Almost - Vne is the boundary which combines G (positive and negative) loads plus indicial Gust loads for the A to B (positive G), A to E (negative G)points and thence from B to C and E to D points on the V-n diagram. At the far right the vertical limit C to D is the maximum Q which is 1/2*Rho*V^^2.
All of those boundaries in the V-n diagram are LIMIT loads, not Ultimate. A 'rule' of thumb is that the Q load limit is 1.2 to 1.5 max LEVEL speed, but the Definition is Q which obviously varies with altitude and equally obviously is only reached in a dive for conventional (non jet) a/c.
Then again, these are just basic aerodynamics texts. So they merely define and explain the terms and do not launch into excursions of structural statics theory or aerodynamics beyond what is needed for normal design or analysis. I'll take your word for the dynamic pressure, but I think Max Q is much more important for missiles than for WWII fighter aircraft. I could be wrong there.
Greg, Dynamic Pressure Q is the force that tore up the Spit in the dive, and caused structural damage to the Mark IV Mustang at .84M for example, but the Max Q for the Diagram (LIMIT LOAD threshold) for the Mustang was for dynamic pressure resulting from combination of Velocity and density somewhere between .75 and .82
I think the planes I am aware of will flutter destructively, at least in smooth air, before they get to Max Q. Maybe not. The Bell X-1A experienced control surface blanking and/or inertia coupling at Mach 2.44, and still didn't lose it's wings to dynamic pressure or sttructural overload even when it spun out of control supersonically, and Yeager survived it. Of course it was a VERY strong airplane.
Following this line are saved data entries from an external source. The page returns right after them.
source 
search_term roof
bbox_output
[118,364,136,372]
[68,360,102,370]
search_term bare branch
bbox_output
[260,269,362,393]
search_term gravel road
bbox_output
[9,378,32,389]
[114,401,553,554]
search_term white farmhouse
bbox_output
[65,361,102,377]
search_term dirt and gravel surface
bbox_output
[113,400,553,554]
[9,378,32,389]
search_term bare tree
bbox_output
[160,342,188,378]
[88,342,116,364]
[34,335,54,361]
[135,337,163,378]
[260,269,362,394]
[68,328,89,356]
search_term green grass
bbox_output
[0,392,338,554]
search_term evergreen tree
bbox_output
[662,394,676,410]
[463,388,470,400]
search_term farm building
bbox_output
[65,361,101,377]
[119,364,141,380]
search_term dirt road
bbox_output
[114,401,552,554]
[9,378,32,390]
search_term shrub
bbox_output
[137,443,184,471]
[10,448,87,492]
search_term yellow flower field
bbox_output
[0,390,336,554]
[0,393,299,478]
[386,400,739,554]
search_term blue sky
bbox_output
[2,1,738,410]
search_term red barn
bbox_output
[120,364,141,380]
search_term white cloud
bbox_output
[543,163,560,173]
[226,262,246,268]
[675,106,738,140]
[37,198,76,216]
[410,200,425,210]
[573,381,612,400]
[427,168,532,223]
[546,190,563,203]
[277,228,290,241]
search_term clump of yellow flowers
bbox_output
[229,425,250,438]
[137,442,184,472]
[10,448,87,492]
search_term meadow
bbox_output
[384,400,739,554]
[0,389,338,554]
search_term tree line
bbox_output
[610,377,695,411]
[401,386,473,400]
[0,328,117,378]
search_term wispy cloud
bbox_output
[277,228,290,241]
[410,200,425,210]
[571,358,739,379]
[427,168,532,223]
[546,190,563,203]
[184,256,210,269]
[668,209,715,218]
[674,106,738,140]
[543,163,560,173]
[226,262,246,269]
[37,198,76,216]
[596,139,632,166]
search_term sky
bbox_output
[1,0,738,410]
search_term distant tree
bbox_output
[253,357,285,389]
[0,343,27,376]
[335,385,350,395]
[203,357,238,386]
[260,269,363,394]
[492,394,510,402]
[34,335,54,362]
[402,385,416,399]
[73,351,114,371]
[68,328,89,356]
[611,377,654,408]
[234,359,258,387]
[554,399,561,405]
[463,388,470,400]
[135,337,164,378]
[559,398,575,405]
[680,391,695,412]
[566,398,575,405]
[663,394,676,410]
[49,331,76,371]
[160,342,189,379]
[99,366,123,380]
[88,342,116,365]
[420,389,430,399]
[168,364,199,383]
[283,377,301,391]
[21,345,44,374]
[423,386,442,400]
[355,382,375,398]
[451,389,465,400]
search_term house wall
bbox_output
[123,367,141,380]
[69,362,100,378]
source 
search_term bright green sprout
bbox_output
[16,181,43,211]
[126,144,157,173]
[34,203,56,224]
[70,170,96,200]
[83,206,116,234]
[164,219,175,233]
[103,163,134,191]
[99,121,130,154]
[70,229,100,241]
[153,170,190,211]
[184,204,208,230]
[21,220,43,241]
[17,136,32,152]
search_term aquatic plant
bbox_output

Last time I flew RC, we had a little impromptu pylon race with unlimited aerobatic planes and I experienced control surface flutter going faster than I should have ... and lost an aileron. Can't miss that sound! I was lucky to get down and the servo had stripped gears to boot. I was lucky it was a plane with 2 aileron servos ... it was a Jerry's Big Boy. A GREAT aerobatic plane, but not a speedster. Mine was/is overpowered with an old MVVS 77 and a tuned pipe. Prior to that flight I always used the power for vertical maneuvers, not speed. Guess I have to go back to aerobatic flying with it .. after I fix the aileron. I think I'll add some counterbalance weight to it, too, since it DID flutter. If one aileron did, the other surfaces can't have been far behind.